4. No estoppel against minor:
The term ‘estoppel’ may be defined as prevention of a claim or assertion by law. In other words, when someone makes another person to believe that a particular thing or fact is true, then later on he cannot be allowed to deny the truth of that thing.
It will be interesting to know that there is no such estoppel against the minor. In other words, when a minor fraudulently enters into a contract, representing that he is a major, but in reality he is not, then later on he can plead his minority as a defence and cannot be stopped (i.e. prevented) from doing so.
5. No specific performance of the agreements:
There can be no specific performance of the agreements, entered into by minors as they are void ab initio. A contract entered into on his behalf by his parent /guardian or the manager of his estate, can be specifically enforced by or against minor provided that the contract is:-
(a) Within the scope of the authority of the parent /guardian or manager, and
(b) For the benefit of the minor.
6. No compensation by minors:
If a minor has received any benefit under a void agreement, he cannot be asked to compensate or pay for it. Sec 65, which provides for restitution in case of agreements found to be void, does not apply to a minor.

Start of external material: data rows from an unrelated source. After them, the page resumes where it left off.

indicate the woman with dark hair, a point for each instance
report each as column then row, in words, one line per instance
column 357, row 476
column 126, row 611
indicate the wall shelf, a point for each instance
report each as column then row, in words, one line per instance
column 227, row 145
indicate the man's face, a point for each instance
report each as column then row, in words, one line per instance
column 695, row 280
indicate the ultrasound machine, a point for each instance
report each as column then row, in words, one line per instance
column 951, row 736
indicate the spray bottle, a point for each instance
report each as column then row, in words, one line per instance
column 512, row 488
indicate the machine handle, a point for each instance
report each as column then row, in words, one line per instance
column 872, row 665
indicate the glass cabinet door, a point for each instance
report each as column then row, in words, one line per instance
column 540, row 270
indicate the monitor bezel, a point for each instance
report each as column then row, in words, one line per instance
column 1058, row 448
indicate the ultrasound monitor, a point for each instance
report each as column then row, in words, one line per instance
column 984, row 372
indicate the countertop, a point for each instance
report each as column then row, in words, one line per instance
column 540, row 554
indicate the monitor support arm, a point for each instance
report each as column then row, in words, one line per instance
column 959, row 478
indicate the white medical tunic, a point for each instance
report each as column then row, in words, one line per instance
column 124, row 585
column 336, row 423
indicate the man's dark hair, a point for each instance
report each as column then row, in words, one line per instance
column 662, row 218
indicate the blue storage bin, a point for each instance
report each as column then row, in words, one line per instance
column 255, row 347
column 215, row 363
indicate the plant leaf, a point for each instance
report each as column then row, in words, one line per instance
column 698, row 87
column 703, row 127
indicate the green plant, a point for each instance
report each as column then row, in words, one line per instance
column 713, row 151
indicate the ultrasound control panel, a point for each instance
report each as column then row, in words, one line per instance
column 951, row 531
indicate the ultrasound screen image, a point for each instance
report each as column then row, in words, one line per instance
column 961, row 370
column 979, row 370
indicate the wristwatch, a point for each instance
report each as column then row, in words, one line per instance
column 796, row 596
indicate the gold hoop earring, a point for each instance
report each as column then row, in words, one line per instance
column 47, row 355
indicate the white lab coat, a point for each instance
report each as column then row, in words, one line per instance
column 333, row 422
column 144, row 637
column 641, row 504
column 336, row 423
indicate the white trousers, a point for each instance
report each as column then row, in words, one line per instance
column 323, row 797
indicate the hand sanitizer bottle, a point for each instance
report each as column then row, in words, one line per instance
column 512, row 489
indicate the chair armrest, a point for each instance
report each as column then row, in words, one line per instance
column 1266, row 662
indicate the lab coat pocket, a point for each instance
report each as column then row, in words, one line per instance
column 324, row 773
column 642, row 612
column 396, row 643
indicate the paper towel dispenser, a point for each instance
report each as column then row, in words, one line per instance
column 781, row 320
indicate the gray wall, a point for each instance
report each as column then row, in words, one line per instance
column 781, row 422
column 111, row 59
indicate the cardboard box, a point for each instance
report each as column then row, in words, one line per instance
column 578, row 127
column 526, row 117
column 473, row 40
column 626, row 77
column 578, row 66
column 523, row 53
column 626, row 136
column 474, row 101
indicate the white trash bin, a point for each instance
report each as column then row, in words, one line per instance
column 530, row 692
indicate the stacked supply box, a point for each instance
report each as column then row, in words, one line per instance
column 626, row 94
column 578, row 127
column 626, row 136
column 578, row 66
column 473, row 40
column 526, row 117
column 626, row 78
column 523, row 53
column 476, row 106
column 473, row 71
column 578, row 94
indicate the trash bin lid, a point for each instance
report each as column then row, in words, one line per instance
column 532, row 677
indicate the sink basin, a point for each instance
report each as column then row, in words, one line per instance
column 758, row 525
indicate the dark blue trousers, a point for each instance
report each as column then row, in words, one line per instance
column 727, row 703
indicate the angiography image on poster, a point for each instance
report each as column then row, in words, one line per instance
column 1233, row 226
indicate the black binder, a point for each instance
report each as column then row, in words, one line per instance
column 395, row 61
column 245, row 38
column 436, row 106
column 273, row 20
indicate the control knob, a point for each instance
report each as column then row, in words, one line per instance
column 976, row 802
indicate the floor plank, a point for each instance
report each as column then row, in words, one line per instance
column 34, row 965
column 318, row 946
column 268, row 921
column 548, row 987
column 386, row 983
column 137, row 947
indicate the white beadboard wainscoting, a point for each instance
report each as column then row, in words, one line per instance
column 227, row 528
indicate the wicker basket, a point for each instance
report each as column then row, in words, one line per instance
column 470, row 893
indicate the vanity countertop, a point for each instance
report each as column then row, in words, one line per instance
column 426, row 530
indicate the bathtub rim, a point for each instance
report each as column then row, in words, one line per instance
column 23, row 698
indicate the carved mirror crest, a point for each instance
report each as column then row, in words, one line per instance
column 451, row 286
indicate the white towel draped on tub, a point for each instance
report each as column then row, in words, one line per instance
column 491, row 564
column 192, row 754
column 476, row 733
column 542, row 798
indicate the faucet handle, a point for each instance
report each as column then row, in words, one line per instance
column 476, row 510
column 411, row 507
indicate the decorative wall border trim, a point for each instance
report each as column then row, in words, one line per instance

7. Minor’s property liable for necessaries:
Sometimes, a person supplies necessaries to a minor. In such cases, the supplier of necessaries can claim reimbursement from the property of minor.
8. Minor as a partner:
The partnership of partners results from their agreement. A minor, being incompetent to enter into a contract, cannot be a partner in the firm. However, he may be admitted only to the benefits of the firm with the consent of all other partners [Sec 30(1) of the Indian Partnership Act, 1932].
9. The Minor as an agent:
An agent is merely a connecting link, between his principal and third person. Therefore, a minor can be appointed as an agent. But he will not be personally liable for his acts as an agent [Sec. 184].
It may, however, be noted that the principal will be liable to the third persons for the acts of the minor agent which he does in the ordinary course of dealings.
10. Minor as an insolvent:
A minor cannot be declared as an insolvent. This is so because all agreements with a minor are absolutely void. Moreover, the minor is not personally liable for any debt incurred during the period of his minority.
11. The minor can execute a negotiable instrument:
According to Sec 13(1) of the Negotiable Instruments Act, 1881, the term ‘negotiable instrument’ means and includes a promissory note, a bill of exchange and a cheque. The minor is competent to draw, negotiate or endorse the negotiable instruments.
It may, however, be noted that the minor will not incur any personal liability under such instruments. But, the negotiable instruments executed in favour of the minor can be enforced by him.
12. The liability of minor’s parents or guardians:
As a matter of fact, the minor’s contracts do not impose any liability on his parents or guardians even if the contracts are for ‘necessaries’. The parents or guardians of the minor may pay money borrowed by him just out of moral obligations.
But there is no legal obligation to make such payments. It may, however, be noted that the parents or guardians can be held liable when the minor child is acting as an agent of his parents or guardians.